The particular group that I was in was responsible for CPU architectural compatibility testing. What this meant was to take the IBM Principles of Operation and write tests to confirm everything it said about the CPU. For those who have never seen the POO (POP, for those on the east coast), it describes the assembly language instruction set and all the things that go with it (addressing modes, privilege modes, interrupts, etc.). It's everything you need to make a large Red machine look like a large Blue machine.
There were actually two groups that did architectural compatibility testing. The group I was in wrote small, hand-coded tests. This was a scalpel approach to testing. Think what you want to do, write a test case that could prove the machine doesn't do what you think it should, then use an IBM machine to test the test. The other group did more of a shot-gun approach -- write what was basically a very specialized operating system to cause a lot of traffic and check that nothing illegal happened.
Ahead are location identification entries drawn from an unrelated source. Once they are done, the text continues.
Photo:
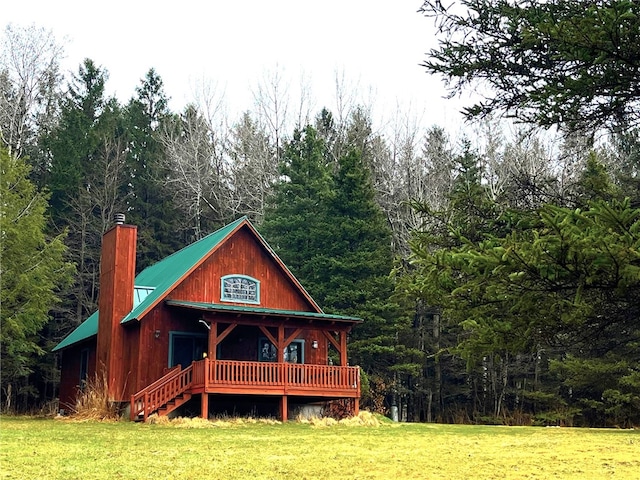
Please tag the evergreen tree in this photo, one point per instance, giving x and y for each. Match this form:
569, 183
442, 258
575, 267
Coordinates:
297, 222
149, 205
32, 273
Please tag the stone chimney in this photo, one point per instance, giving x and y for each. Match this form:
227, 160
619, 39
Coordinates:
117, 274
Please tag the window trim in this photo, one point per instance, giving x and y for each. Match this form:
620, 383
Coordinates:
224, 298
263, 340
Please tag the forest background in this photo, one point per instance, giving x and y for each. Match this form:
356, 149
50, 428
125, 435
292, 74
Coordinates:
497, 272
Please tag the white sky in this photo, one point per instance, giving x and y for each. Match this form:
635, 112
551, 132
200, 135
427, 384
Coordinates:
376, 44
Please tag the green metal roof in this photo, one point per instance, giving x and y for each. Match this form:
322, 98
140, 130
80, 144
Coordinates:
164, 275
157, 279
85, 330
217, 307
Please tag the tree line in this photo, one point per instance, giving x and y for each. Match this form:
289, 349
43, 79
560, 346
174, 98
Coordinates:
496, 273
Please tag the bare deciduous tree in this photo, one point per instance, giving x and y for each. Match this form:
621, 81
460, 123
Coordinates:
29, 80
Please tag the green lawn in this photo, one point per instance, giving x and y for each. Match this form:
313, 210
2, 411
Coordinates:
60, 449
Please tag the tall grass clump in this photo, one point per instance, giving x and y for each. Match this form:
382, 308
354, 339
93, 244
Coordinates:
93, 402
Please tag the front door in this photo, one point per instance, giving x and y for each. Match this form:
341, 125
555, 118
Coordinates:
186, 347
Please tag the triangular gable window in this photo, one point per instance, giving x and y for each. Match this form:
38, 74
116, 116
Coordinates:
139, 294
240, 288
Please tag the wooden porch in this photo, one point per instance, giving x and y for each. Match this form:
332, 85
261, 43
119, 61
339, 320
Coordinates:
280, 379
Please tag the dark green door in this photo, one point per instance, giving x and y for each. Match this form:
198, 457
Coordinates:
185, 348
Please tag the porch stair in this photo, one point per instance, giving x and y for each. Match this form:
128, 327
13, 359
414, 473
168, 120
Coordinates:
164, 395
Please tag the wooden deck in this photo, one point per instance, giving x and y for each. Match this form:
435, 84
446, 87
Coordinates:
245, 378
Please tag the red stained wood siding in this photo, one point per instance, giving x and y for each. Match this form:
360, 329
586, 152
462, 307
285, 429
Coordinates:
70, 373
117, 273
242, 254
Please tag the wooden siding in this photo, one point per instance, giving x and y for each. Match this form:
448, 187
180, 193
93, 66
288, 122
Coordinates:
70, 373
117, 273
242, 254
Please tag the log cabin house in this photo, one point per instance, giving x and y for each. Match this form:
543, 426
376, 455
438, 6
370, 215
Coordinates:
221, 324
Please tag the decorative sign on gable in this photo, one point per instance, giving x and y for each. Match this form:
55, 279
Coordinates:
240, 288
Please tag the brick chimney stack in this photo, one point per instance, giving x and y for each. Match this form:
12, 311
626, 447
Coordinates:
117, 274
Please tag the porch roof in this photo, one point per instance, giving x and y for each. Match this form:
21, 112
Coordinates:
258, 311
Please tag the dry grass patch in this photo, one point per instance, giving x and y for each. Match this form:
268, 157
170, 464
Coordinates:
363, 419
93, 403
197, 422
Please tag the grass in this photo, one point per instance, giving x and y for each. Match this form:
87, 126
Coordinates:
248, 449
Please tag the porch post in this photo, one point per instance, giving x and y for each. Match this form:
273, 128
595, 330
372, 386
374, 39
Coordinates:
213, 340
284, 408
343, 348
204, 413
280, 346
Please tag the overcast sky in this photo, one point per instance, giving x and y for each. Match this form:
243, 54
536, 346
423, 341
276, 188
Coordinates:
377, 45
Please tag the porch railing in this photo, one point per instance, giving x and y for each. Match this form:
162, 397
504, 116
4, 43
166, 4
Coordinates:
162, 391
211, 373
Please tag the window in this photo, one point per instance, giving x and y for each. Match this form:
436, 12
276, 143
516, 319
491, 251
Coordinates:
240, 288
139, 294
293, 353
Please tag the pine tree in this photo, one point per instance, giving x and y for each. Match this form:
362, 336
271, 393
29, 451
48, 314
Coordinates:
32, 272
149, 205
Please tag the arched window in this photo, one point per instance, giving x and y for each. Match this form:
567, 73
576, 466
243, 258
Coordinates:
240, 288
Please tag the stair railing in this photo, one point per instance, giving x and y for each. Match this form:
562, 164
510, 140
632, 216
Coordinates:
160, 392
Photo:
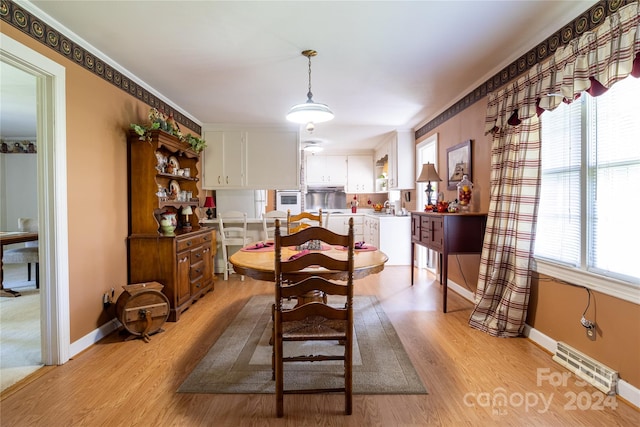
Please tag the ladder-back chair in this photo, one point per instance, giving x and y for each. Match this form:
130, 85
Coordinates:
313, 320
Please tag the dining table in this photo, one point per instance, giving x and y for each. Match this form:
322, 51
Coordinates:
9, 238
259, 263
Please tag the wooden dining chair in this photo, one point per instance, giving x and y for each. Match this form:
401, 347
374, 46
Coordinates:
302, 220
268, 223
313, 320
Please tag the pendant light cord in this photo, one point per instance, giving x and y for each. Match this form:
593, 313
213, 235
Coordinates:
309, 94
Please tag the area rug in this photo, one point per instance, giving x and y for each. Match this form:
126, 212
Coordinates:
240, 361
20, 353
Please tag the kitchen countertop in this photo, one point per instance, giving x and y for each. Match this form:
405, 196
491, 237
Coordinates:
336, 212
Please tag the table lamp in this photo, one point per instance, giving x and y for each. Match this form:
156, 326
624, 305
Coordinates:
186, 211
427, 175
209, 203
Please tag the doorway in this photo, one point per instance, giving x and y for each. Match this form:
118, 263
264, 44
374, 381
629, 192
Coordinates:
52, 195
426, 152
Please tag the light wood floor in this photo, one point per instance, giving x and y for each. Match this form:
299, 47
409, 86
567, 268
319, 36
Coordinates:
117, 383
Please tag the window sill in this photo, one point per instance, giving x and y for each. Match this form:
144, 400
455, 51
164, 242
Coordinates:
606, 285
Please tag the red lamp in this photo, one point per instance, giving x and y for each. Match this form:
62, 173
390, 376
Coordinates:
209, 203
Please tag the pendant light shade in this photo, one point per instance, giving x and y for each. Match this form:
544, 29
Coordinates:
310, 111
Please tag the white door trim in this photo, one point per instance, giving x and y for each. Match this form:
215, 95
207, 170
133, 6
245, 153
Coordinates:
52, 195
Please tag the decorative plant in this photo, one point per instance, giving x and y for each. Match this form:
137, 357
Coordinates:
160, 121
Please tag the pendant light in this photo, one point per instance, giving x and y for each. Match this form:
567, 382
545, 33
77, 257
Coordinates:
310, 111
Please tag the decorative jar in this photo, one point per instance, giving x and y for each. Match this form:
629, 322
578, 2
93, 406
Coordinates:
168, 223
465, 189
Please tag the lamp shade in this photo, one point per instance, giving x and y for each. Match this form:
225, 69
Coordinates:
428, 173
209, 203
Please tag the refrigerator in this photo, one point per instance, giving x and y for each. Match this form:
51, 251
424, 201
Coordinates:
253, 202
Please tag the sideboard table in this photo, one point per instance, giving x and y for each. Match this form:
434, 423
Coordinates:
447, 234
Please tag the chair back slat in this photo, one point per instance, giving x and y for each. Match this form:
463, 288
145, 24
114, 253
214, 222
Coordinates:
302, 220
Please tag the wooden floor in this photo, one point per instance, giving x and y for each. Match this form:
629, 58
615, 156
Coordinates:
472, 378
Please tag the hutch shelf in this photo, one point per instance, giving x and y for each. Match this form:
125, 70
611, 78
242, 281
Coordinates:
183, 260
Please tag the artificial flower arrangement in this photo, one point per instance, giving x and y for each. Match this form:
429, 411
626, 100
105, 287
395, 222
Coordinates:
160, 121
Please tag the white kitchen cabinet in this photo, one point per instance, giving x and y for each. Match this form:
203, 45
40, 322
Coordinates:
252, 158
392, 235
273, 159
223, 159
371, 231
400, 163
360, 174
326, 170
339, 223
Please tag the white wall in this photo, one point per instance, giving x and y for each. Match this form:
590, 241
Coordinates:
18, 189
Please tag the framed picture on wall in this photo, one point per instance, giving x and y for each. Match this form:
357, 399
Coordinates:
458, 163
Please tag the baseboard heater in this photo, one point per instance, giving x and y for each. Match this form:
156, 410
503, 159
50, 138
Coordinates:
595, 373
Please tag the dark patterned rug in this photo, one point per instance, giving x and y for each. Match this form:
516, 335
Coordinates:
240, 361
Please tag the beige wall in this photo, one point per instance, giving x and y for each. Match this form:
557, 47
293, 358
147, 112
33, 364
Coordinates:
555, 308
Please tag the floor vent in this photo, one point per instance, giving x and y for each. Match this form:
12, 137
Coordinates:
591, 371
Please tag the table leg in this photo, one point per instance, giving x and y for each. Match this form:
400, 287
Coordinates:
413, 248
5, 292
444, 278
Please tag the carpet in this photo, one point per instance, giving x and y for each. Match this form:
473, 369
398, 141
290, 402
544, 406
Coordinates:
240, 361
19, 334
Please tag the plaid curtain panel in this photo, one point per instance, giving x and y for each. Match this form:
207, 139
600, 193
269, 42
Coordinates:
503, 282
592, 62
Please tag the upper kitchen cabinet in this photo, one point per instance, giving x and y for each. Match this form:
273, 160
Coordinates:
223, 159
326, 170
273, 159
360, 174
399, 166
251, 158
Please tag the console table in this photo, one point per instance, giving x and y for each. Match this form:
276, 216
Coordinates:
447, 234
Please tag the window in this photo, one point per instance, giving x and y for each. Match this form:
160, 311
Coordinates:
590, 193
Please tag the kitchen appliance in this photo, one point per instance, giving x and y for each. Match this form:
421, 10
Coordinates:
289, 200
253, 202
325, 198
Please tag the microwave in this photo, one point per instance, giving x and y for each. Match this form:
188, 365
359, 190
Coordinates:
289, 200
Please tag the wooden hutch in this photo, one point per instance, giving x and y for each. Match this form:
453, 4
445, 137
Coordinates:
183, 261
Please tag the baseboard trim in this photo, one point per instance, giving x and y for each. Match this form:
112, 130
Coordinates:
93, 337
460, 290
626, 391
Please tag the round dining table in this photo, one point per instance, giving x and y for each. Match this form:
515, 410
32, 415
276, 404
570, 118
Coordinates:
260, 264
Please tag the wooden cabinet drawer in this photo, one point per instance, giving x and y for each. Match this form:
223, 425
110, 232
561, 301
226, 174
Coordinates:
437, 234
197, 254
425, 228
190, 243
197, 270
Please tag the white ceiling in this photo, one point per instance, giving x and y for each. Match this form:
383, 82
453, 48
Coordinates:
381, 65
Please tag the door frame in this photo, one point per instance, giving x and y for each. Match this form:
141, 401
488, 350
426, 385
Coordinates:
425, 257
52, 195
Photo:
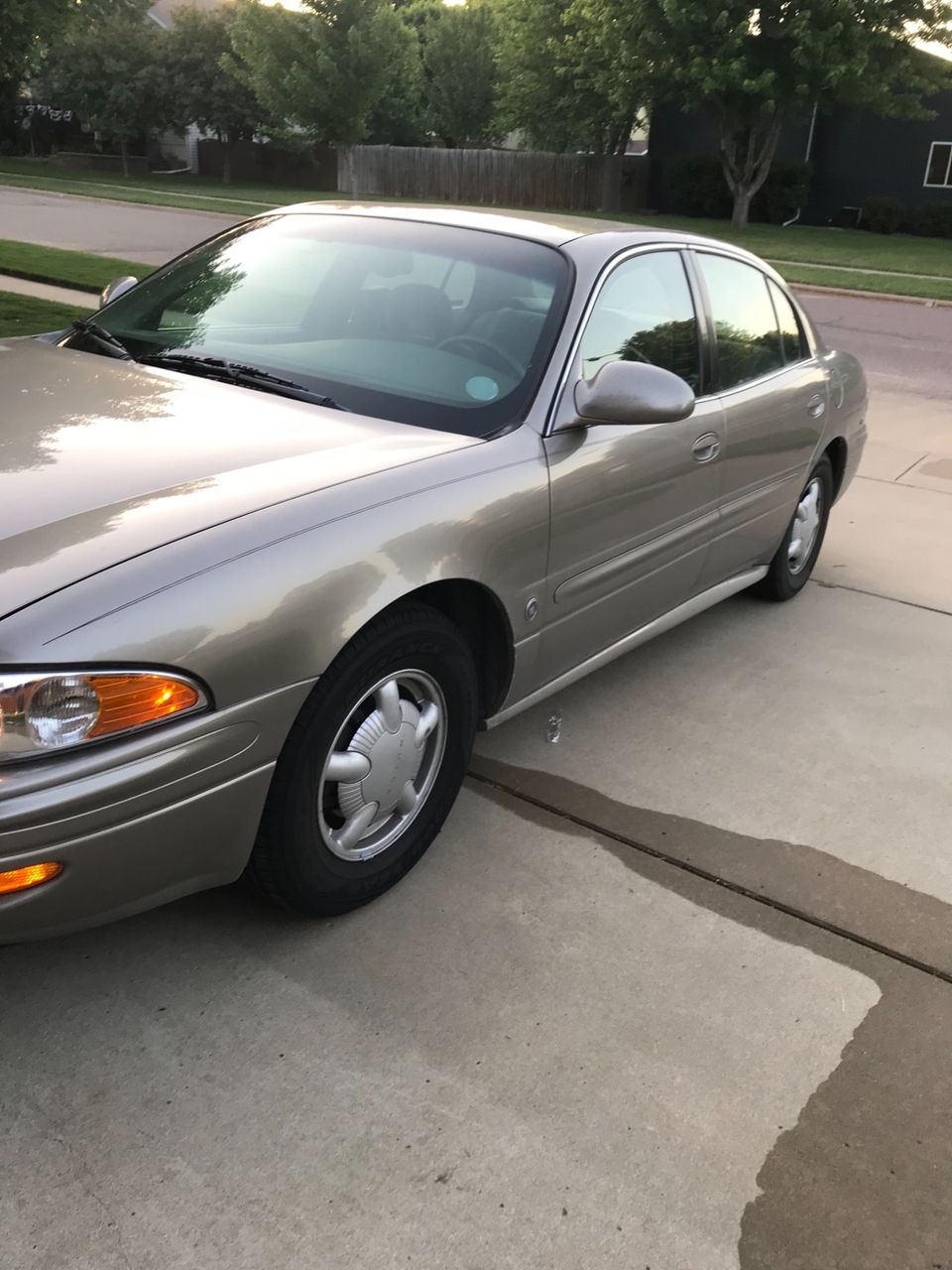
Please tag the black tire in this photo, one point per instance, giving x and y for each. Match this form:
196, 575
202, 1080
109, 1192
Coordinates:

In large part, this was a satisfying place to work because the cost of failure was high. From a tester's point of view, that means you get to do most of what you think "should" be done, not just what "must" be done. It seems that developers are more frustrated by functionality not making it into a product. Testers are usually more frustrated by bugs not coming out of a product.
In the QE lingo, my first job was entirely a Verification task. We had no control over what the machine was going to do. We were chartered to make sure that the CPU did what it did entirely correctly. Incompatibility was not an option.